17. I asked Mr Lingajothy how it could be said that there is an error of law in relation to engagement of Article 8 in circumstances where the Judge has gone on to make alternative findings relating to proportionality. In response, he submitted only that there is sufficient merit in the Appellant's family and private life claim to outweigh the public interest. I disagree. This is a case where the Appellant has been in the UK on a temporary basis as a student for a period of at best three years and for the remaining period without leave and therefore unlawfully. I accept Ms Brocklesby-Weller's submission that, in circumstances where the claim is based squarely on the de facto parental relationship with his uncles, immigration control outweighs the family and/or private life formed and that there is nothing which tips the balance in the Appellant's favour (based on the claim as it was made and pursued).

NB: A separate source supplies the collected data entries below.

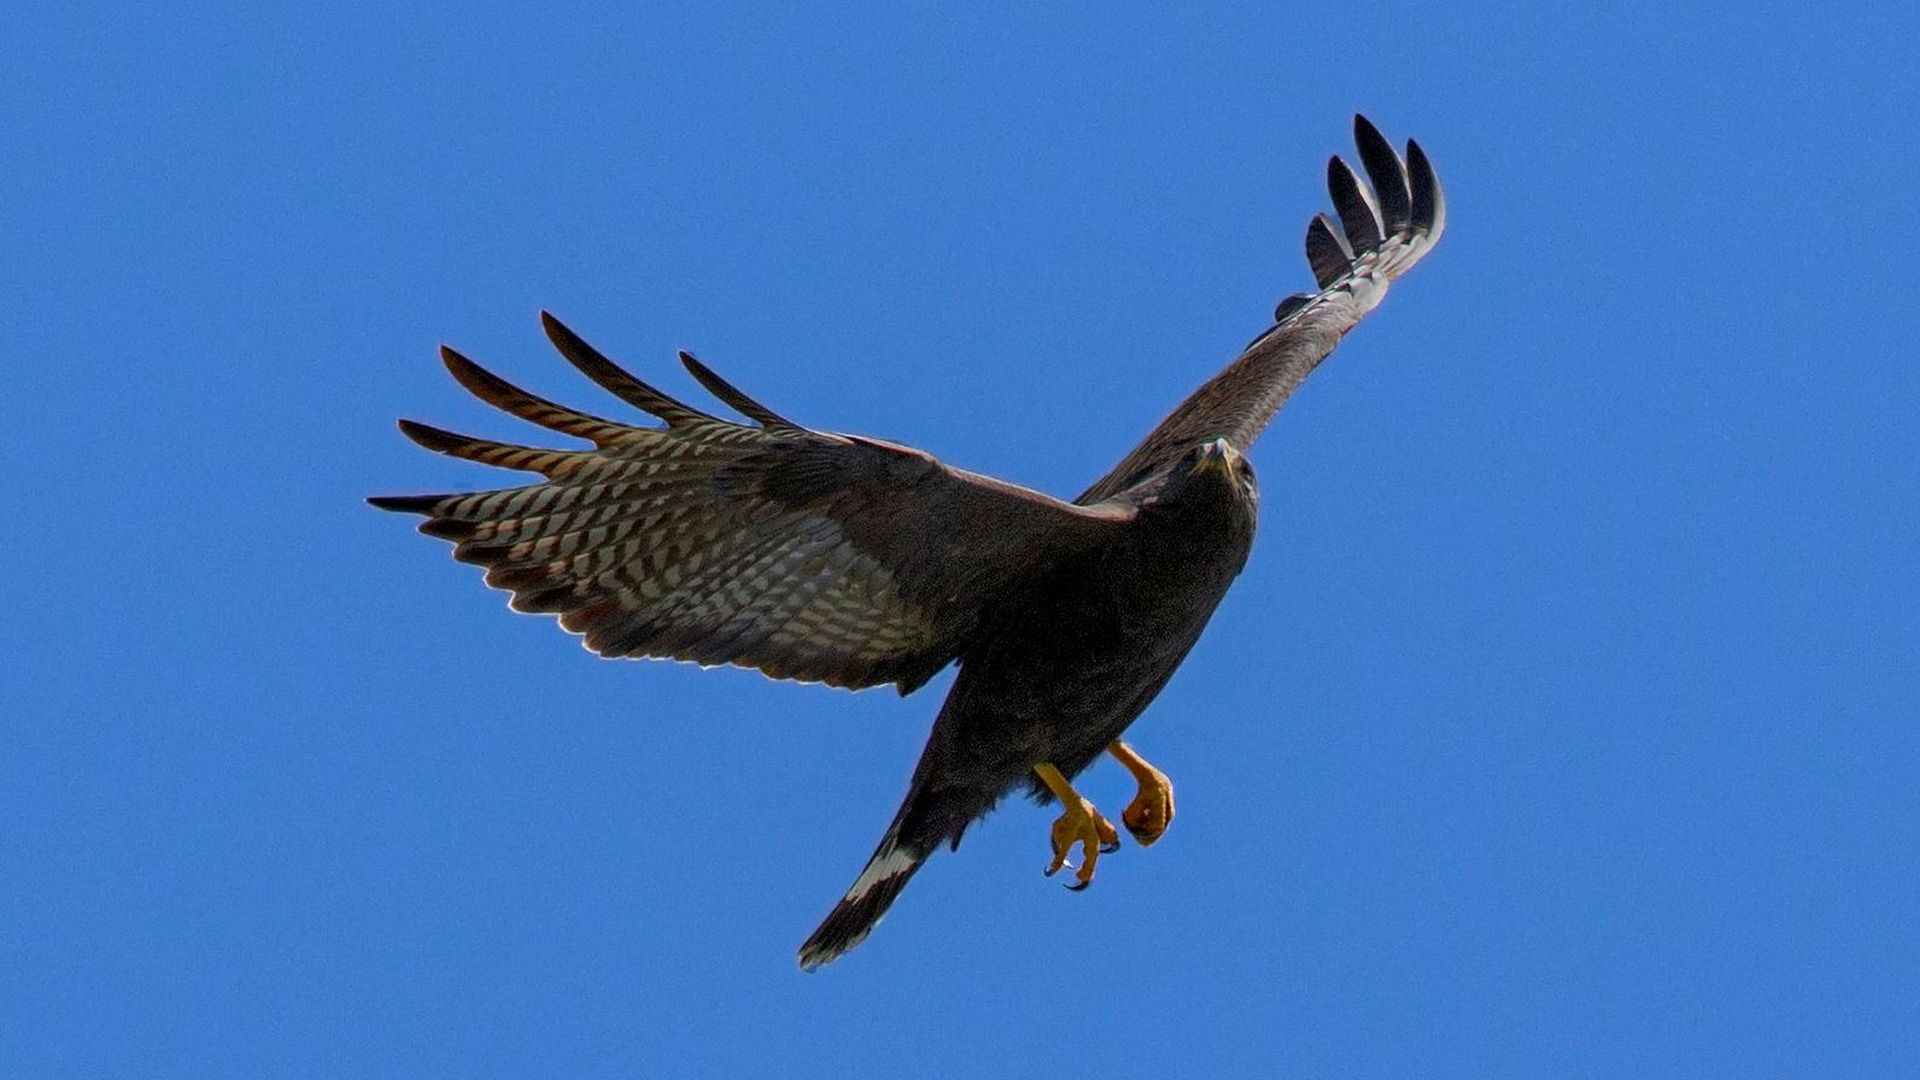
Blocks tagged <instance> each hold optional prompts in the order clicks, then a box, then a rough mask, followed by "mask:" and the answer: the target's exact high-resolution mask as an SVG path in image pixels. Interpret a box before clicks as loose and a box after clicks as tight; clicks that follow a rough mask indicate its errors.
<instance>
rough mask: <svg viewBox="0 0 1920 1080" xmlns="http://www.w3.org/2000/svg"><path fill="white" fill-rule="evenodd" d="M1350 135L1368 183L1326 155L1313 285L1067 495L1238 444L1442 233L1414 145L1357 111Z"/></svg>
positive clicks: (1088, 504)
mask: <svg viewBox="0 0 1920 1080" xmlns="http://www.w3.org/2000/svg"><path fill="white" fill-rule="evenodd" d="M1354 140H1356V142H1357V146H1359V161H1361V165H1363V167H1365V169H1367V177H1369V179H1371V181H1373V186H1371V190H1369V186H1367V183H1363V181H1361V179H1359V177H1357V175H1356V173H1354V169H1352V167H1350V165H1348V163H1346V161H1342V160H1340V158H1332V160H1331V161H1327V186H1329V188H1331V190H1332V204H1334V209H1336V211H1338V213H1340V225H1338V227H1334V223H1332V221H1331V219H1329V217H1327V215H1325V213H1319V215H1315V217H1313V221H1311V223H1309V225H1308V263H1309V265H1311V267H1313V279H1315V282H1317V284H1319V292H1315V294H1296V296H1288V298H1286V300H1283V302H1281V304H1279V307H1277V309H1275V311H1273V327H1269V329H1267V331H1265V332H1263V334H1260V336H1258V338H1254V342H1252V344H1248V346H1246V350H1244V352H1240V357H1238V359H1235V361H1233V363H1229V365H1227V367H1225V369H1223V371H1221V373H1219V375H1215V377H1213V379H1210V380H1208V382H1206V384H1204V386H1200V388H1198V390H1194V394H1192V396H1190V398H1187V400H1185V402H1181V405H1179V407H1177V409H1173V413H1171V415H1169V417H1167V419H1164V421H1162V423H1160V427H1156V429H1154V430H1152V432H1150V434H1148V436H1146V440H1142V442H1140V446H1137V448H1133V452H1131V454H1127V457H1125V459H1123V461H1121V463H1119V465H1116V467H1114V469H1112V471H1110V473H1108V475H1106V477H1100V480H1096V482H1094V486H1091V488H1089V490H1087V492H1085V494H1083V496H1081V498H1079V500H1075V502H1079V503H1081V505H1091V503H1096V502H1102V500H1108V498H1112V496H1114V494H1117V492H1121V490H1125V488H1129V486H1133V484H1135V482H1139V480H1140V479H1144V477H1148V475H1152V473H1154V471H1158V469H1162V467H1165V465H1167V463H1169V461H1171V459H1175V457H1179V455H1181V454H1185V452H1187V450H1190V448H1192V446H1196V444H1200V442H1206V440H1212V438H1225V440H1229V442H1233V444H1235V446H1236V448H1240V450H1246V448H1248V446H1250V444H1252V442H1254V438H1258V436H1260V430H1261V429H1265V427H1267V421H1271V419H1273V413H1277V411H1279V409H1281V405H1283V404H1284V402H1286V398H1290V396H1292V392H1294V390H1298V388H1300V382H1304V380H1306V377H1308V373H1311V371H1313V367H1317V365H1319V361H1323V359H1327V356H1329V354H1331V352H1332V350H1334V348H1336V346H1338V344H1340V336H1344V334H1346V332H1348V331H1352V329H1354V327H1356V325H1359V321H1361V319H1365V317H1367V313H1369V311H1373V309H1375V307H1377V306H1379V304H1380V300H1382V298H1384V296H1386V286H1388V284H1390V282H1392V281H1394V279H1398V277H1400V275H1404V273H1407V271H1409V269H1413V263H1417V261H1421V258H1425V256H1427V252H1430V250H1432V246H1434V242H1438V240H1440V231H1442V229H1446V200H1444V196H1442V194H1440V181H1438V179H1434V171H1432V165H1430V163H1428V161H1427V154H1423V152H1421V146H1419V144H1417V142H1411V140H1409V142H1407V156H1405V160H1402V158H1400V154H1396V152H1394V148H1392V144H1390V142H1386V138H1384V136H1382V135H1380V131H1379V129H1377V127H1373V125H1371V123H1369V121H1367V117H1361V115H1356V117H1354Z"/></svg>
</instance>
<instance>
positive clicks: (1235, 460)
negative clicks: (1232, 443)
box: [1188, 438, 1254, 490]
mask: <svg viewBox="0 0 1920 1080" xmlns="http://www.w3.org/2000/svg"><path fill="white" fill-rule="evenodd" d="M1188 471H1190V475H1194V477H1217V479H1221V480H1225V482H1229V484H1233V486H1236V488H1248V490H1252V488H1254V467H1252V465H1250V463H1248V461H1246V455H1244V454H1240V452H1238V450H1236V448H1235V446H1233V444H1231V442H1227V440H1225V438H1215V440H1212V442H1202V444H1200V446H1196V448H1194V452H1192V465H1190V467H1188Z"/></svg>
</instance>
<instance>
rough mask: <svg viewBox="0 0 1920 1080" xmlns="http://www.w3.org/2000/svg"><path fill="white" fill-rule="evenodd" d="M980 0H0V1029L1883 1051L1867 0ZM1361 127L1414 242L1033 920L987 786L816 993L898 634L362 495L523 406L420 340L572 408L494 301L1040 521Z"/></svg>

18. For those reasons, even if I were minded to find an error of law in the Decision, I would not find it material and I would not set aside the Decision on that account. In any event, for the reasons given at [16] and [17] above, I am not persuaded that there is an error of law. The Judge considered the case on the alternative basis that the Appellant's claim was sufficient to engage Article 8 and that the Respondent's decision interfered with his private and/or family life. However, for the reasons given at [30] of the Decision, having applied section 117B as he was required to do, he reached the conclusion that the Respondent's decision was in any event a proportionate one. That finding does not disclose any error of law.

DECISION
The First-tier Tribunal Decision did not involve the making of an error on a point of law. I therefore uphold the First-tier Tribunal Decision promulgated on 22 February 2016 with the consequence that the Appellant's appeal is dismissed.